Ruth switched off all the lights in her home and hid with her husband and two terrified girls until the early hours of the morning when the “scary” sounds started to quieten.
Their church, located just 200 metres from their home, was set alight.
Ruth’s family listened as it burned through the night then fled in the morning with nothing but the clothes on their backs.
Their house was raided and their passports, bank cards, clothes, sofa set, freezer, and TV were stolen.
Clashes between Meitei and Kuki people are believed to have broken out over a land dispute.
Violence erupted and houses were burned as Kukis protested Meitei demands which would allow the majority group to buy land in Manipur's hill areas, currently occupied by Kukis.
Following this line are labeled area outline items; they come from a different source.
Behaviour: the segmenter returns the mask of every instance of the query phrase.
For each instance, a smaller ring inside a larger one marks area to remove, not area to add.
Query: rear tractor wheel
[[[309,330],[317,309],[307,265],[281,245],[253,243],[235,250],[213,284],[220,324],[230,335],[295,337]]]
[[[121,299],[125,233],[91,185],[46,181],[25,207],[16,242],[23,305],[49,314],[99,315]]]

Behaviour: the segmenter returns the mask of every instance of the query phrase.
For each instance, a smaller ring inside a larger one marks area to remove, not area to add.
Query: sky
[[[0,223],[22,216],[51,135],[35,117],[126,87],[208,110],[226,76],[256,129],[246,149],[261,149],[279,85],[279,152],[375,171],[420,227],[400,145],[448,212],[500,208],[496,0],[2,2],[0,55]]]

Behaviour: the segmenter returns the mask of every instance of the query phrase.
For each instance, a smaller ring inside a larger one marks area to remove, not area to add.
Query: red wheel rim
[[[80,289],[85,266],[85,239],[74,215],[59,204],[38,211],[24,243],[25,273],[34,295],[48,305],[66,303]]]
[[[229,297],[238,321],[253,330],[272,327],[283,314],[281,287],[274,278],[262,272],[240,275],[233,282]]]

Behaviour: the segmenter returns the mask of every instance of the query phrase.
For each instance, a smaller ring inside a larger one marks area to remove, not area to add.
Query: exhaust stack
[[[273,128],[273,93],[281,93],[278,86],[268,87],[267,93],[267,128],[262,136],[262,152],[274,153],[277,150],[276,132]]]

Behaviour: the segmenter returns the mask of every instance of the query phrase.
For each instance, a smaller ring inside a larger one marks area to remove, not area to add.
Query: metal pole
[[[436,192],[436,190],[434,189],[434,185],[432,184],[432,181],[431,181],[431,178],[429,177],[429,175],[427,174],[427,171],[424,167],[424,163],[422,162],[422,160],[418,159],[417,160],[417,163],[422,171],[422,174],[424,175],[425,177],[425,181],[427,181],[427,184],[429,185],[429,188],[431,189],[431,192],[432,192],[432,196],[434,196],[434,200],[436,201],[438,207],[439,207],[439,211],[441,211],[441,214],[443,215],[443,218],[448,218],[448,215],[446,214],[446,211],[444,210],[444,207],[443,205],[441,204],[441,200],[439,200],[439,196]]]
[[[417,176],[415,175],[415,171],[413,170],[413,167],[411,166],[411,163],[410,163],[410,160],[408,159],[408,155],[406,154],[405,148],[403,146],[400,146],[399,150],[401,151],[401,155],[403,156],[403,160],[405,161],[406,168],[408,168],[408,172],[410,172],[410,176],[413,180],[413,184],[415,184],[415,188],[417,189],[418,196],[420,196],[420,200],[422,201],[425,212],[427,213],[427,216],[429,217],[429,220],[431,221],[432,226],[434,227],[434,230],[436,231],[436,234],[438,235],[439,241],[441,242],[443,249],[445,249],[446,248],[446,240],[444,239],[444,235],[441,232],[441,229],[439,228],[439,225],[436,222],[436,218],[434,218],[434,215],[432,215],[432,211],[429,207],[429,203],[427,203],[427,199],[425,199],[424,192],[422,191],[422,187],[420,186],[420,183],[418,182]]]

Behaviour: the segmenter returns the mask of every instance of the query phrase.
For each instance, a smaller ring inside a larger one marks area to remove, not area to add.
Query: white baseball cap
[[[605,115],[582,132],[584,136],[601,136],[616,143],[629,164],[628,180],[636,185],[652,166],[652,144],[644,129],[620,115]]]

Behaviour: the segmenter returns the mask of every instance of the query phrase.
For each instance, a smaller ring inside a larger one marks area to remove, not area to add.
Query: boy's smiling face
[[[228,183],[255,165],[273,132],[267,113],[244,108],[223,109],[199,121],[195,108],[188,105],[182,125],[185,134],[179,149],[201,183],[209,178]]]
The atrocities still being faced by the people of Manipur are difficult to digest.
In July, Ruth said a member of her community named David Thiek, 31, met a horrific end when his village, Langza, was attacked by "the militants".
Choking on her words, she said: "He was inside his house and the Meitei militant groups… reached there. They beheaded him.
“First, they cut off one of his hands, his limb. And then they were shouting ‘where is your hand? Just go and search.'
"And then they cut off the other arm, and then they cut off his legs… and then they beheaded him."
A harrowing photo showed a man carrying Thiek’s severed head with one hand and a machete with the other, while footage showed his bloody, battered head stuck on a fence.
Turmoil continues to roil the state now unofficially segregated in areas controlled by the two communities.
Even with the help of nearly 10,000 soldiers from the army and Assam Rifles, local police have found it impossible to maintain peace.
Just this week, distressing photos of two students – a girl, 17, and man, 20 – who went missing in July surfaced.
One picture shows the girl sitting down with the other student beside her clutching a backpack in what appears to be a makeshift jungle camp.
Two men with guns can be seen standing behind them.
The next photo is of the students' bodies slumped on the ground.
The Manipur government said in a statement that work to "identify the perpetrators who murdered the two students" was underway.
Sources allegedly told local media outlet NDTV investigators were also looking into allegations the younger student was raped before she was "murdered".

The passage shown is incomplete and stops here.